Santa Lucia Luntana

 

di Alessandro Altieri

sandroaltieri@alice.it

Santa Lucia Luntana, scritta, nell’anno 1919, da E. A. Mario – autore che non ha certo bisogno della mia presentazione, in specie (ma non solo!) fra gli appassionati del genere – è dedicata ai tantissimi emigranti che, tra la fine dell’800 ed i primi decenni del ‘900, per un sacco di buonissime ragioni – prima fra tutte sfuggire alle miserrime condizioni di vita che martoriavano, specie al Sud, le loro povere esistenze – decisero, spesso loro malgrado, di sradicare sé stessi, quando non l’intera famiglia, dai poveri paesi di provenienza per salpare alla volta dell’America, nella speranza di incontrarvi miglior fortuna e condizioni di vita un po’ più umane. Chissà che noialtri, nipoti e pronipoti di quella dolente schiera, non dovremmo ricordarci un po’ più spesso (ovviamente fatte le debite eccezioni) di cosa sia la fame e la disperazione, quando sentiamo, oggi così di frequente, bussare alle più periferiche porte del nostro Paese (Lampedusa per citare solo la più frequentata).


Le parole della canzone raccontano, infatti, dello struggente senso di malinconia che afferrava i cuori degli emigranti – in grande maggioranza Napoletani - quando, avviandosi sulla rotta che li avrebbe portati così lontani, a volte in maniera irreparabile, dal loro paese natìo, riuscivano a godere, forse da uno striminzito oblò dell’enorme bastimento che li conteneva, dell’ultimo scorcio del panorama di borgo Santa Lucia; (“ ….. pe’ tramente \ ‘o golfo già scumpare \ e ‘a luna miez’o mare \ nu poco ‘e Napule \lle fa vedè ”) e, col cuore gonfio di tutta una serie di indescrivibili sensazioni che, appunto perché tali la mia modesta penna non è certo in grado di riportare qui, cantavano “…..Santa Lucia, luntano ‘a te \ quanta malincunia.”


Tanta struggente passione non poteva passare inosservata. La canzone fu immediatamente un successo enorme, non soltanto in Italia. Oltreoceano, infatti, laddove appunto si concentrava la stragrande maggioranza dei protagonisti della medesima, divenne una sorta di “song symbol” che rappresentò intere generazioni ed interi quartieri (pensate a Little Italy) coinvolgendo un enorme numero di persone; numeri, questi, che furono così grandi da giustificare, nel 1931, un film tutto americano,  fra i primissimi in sonoro, per la regia di un certo Harold Godsoe, ma girato con un cast interamente italiano, dal titolo, guarda un po’, di Santa Lucia Luntana!

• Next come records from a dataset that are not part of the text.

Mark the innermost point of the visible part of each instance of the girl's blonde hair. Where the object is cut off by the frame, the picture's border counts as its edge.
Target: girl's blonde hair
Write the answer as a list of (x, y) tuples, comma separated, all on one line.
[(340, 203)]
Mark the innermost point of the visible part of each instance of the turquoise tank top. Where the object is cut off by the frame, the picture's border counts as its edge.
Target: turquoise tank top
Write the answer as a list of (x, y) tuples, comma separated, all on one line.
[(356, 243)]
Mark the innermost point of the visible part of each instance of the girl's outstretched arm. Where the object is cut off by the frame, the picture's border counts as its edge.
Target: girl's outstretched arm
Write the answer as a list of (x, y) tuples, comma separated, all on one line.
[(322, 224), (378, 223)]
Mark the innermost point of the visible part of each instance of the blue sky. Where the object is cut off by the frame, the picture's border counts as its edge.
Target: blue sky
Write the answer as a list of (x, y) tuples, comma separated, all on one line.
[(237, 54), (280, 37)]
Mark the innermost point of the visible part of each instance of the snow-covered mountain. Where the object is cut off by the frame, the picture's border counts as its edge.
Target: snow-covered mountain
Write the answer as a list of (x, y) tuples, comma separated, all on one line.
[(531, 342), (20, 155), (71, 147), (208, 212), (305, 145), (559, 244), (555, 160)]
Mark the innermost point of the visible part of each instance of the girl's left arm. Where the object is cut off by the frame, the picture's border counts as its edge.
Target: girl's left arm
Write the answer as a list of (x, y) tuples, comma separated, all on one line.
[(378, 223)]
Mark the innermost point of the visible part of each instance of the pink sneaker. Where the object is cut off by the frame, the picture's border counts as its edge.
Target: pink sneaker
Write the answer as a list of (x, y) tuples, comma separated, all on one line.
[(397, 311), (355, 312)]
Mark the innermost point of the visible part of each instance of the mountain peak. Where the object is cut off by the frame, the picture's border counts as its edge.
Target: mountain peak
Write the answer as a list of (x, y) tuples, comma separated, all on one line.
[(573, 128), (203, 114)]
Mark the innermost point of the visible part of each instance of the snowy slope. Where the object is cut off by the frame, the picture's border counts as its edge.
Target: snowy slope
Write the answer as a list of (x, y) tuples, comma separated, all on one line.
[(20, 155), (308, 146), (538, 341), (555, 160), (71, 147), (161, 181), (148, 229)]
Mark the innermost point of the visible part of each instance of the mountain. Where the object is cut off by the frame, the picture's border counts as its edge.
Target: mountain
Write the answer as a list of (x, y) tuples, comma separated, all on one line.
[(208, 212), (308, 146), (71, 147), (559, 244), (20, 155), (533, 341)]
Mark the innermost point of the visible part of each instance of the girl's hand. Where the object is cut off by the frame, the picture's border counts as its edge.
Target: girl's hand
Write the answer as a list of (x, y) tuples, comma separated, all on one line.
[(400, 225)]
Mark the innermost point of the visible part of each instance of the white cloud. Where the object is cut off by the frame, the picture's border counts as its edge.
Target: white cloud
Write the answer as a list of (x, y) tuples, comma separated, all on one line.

Anche in Italia la cinematografia fu attenta al fenomeno. Infatti, un film\documentario del 1926, dal titolo che, certo, oggi può apparire paradossale per un film muto, Napoli che Canta, girato da Vincenzo Leone, in arte Roberto Roberti, papà di quello che in seguito sarebbe stato il più celebre Sergio, nonostante all’apparenza si presentasse come una semplice celebrazione delle canzoni partenopee, in realtà, attraverso una struggente serie di immagini superbamente girate (splendide specialmente quelle nelle quali possiamo ammirare la Napoli di una volta. E che dire della scena finale?) e dedicate agli emigranti, metteva in luce e pubblicamente denunciava, pur se sommessamente, la piaga dell’emigrazione, assolutamente ignorata o quantomeno sottaciuta dal regime. Il Duce non ne fu entusiasta ed infatti ne vietò la diffusione.

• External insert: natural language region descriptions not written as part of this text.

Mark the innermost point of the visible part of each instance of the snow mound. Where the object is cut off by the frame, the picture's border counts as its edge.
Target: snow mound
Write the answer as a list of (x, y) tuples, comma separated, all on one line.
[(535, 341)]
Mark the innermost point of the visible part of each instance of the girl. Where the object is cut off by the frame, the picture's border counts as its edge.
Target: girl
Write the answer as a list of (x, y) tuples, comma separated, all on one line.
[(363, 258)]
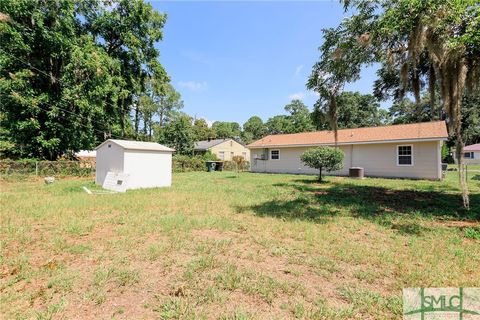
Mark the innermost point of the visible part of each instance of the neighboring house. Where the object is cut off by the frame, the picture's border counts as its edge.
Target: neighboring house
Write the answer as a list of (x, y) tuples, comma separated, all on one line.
[(471, 154), (402, 151), (224, 149), (87, 158), (141, 164), (86, 155)]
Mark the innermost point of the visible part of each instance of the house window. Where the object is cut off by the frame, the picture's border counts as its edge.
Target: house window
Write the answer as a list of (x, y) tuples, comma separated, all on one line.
[(405, 155), (275, 154)]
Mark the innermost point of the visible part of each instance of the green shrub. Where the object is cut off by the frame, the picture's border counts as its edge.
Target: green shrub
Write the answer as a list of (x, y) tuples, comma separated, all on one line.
[(323, 157)]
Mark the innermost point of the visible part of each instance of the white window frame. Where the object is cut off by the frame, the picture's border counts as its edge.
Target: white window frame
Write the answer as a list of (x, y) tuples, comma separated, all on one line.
[(398, 155), (271, 158)]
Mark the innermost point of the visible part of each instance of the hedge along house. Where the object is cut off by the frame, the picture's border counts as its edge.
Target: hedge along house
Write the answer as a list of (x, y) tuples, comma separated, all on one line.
[(224, 149), (143, 164), (396, 151)]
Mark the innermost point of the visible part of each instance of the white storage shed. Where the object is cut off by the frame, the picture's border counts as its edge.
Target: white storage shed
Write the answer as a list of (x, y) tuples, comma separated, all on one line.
[(140, 164)]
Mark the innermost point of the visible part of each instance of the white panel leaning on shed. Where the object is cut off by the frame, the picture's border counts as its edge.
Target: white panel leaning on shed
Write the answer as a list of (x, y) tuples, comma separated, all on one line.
[(145, 164)]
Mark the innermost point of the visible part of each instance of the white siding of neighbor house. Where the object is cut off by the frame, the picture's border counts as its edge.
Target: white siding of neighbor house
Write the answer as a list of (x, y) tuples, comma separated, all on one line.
[(378, 160), (108, 159), (475, 160), (148, 169)]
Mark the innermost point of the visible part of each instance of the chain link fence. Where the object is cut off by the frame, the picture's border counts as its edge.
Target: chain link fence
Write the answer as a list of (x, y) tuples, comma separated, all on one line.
[(47, 168)]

Fortunatamente, grazie ad una signora americana che ne conservava gelosamente una copia e che volle farne dono alla George Eastman House, la quale ne curò in seguito il restauro, la pellicola fu salvata dall’oblio. Il 18 ottobre 2003, la cineteca del Friuli, presentò in anteprima al Teatro Zancanaro di Sacile, il film restaurato “Napoli che canta” nel quale  la grande voce di Giuni Russo, purtroppo scomparsa nel 2004, accompagnò dal vivo tutti i 22 brani inclusi nella "suite musicale” facendo omaggio, con la sua partecipazione al progetto, a tutte le genti e a tutti i popoli costretti ad abbandonare la propria terra martoriata da fame, miseria e dittature.